INDV 690 Sustainable Human Development (SHD I/II)

Sustainable Human Development (SHD) is one of the core courses designed to help students learn some of the basic issues of international development. SHD will provide you with valuable concepts for understanding development. These concepts are certainly not perfect, or even complete. They include sets of standards and measures that will change as we learn more. In fact, our ability to describe how societies develop is evolving as we experience successes and failures in our efforts to direct development. The value of these concepts is that students will be able to combine them in various ways to build a flexible framework of understanding.

SHD 1& 2 concentrates on explaining measurement, concepts, and theories of sustainable human development. Students will also be able to apply concepts readily and immediately to the policy issues, and thus see the links that exist. For example, a discussion on the concept of inflation and inflation theories can be made readily meaningful if one were to look at inflation data in one or more countries and try to apply the theory to the real world.

This framework should give students both a discipline and a strategy for learning. As a discipline, it provides a common language and some common assumptions about what creates successful development and what are the relative priorities. As a strategy for learning, this framework invites those of you who would make the world better to set objectives and work toward them.

INDV 665 Sustainable Human Development (SHD II)

SHD II builds on what is learned in SHD I. In SHD I, one is taught how to define and measure sustainable human development. In SHD II we apply these definitions, concepts and measurements to understand how development is actually accomplished.
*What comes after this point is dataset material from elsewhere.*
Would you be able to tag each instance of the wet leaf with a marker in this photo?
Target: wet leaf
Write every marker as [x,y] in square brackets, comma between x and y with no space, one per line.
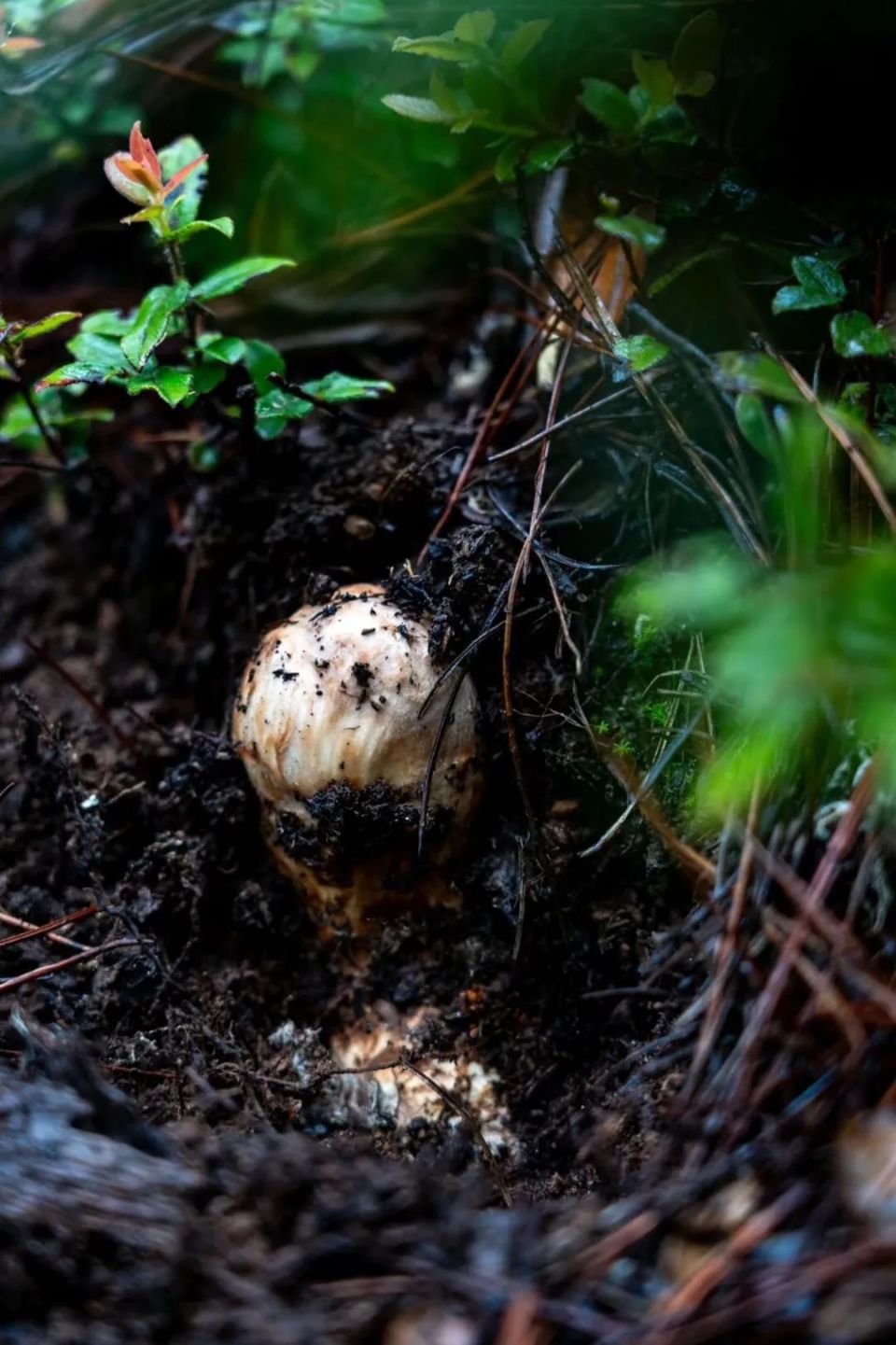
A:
[233,277]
We start with an overview of broad economic growth and then move on to the different principal sectors such as health, education, environment, poverty reduction and political development. It must be stressed here that while we study the different sectors, it is important to bear in mind the broader economic and socio-political framework in which the given sector operates. The two are intimately connected, and understanding those interrelationships is an important element of the learning experience.

INDV 667 International Political and Economic Relations

In this new millennium of rapid change, globalization, and the privatization of international development, we seek to understand how political activity intersects with economic activity and how that nexus impacts the Global South. While the course title reads “international” political economy, we should acknowledge that “global” might be a more appropriate term, thereby including increasingly important non-state actors. Students use the concepts and theories of global political economy to analyze aid, trade, investment, development policy, monetary relations, and regional integration in order to understand how the world has worked in the past, is working now, and is likely to work in the future.

INDV 668 Five decades of development

Five Decades of Development”, analyzes the concept and practice of development as it evolved since the end of WWII and is organized around four dimensions: international context, development theories and strategies, donor policies and programs, and developing country performance.

INDV 669 Project Management and Costs

The concept of development projects is relatively recent in history of international relations. It implies that a much more powerful nation choose to provide resources through development projects to less empowered nation to assist in that nation's economic or social development. Terms such as quality of life, improved economic conditions, empowerment, and greater participation in society are all use to qualify the end product of development projects. As we review systems tools for improving the functioning of development projects we must first clearly specify the outcomes expected.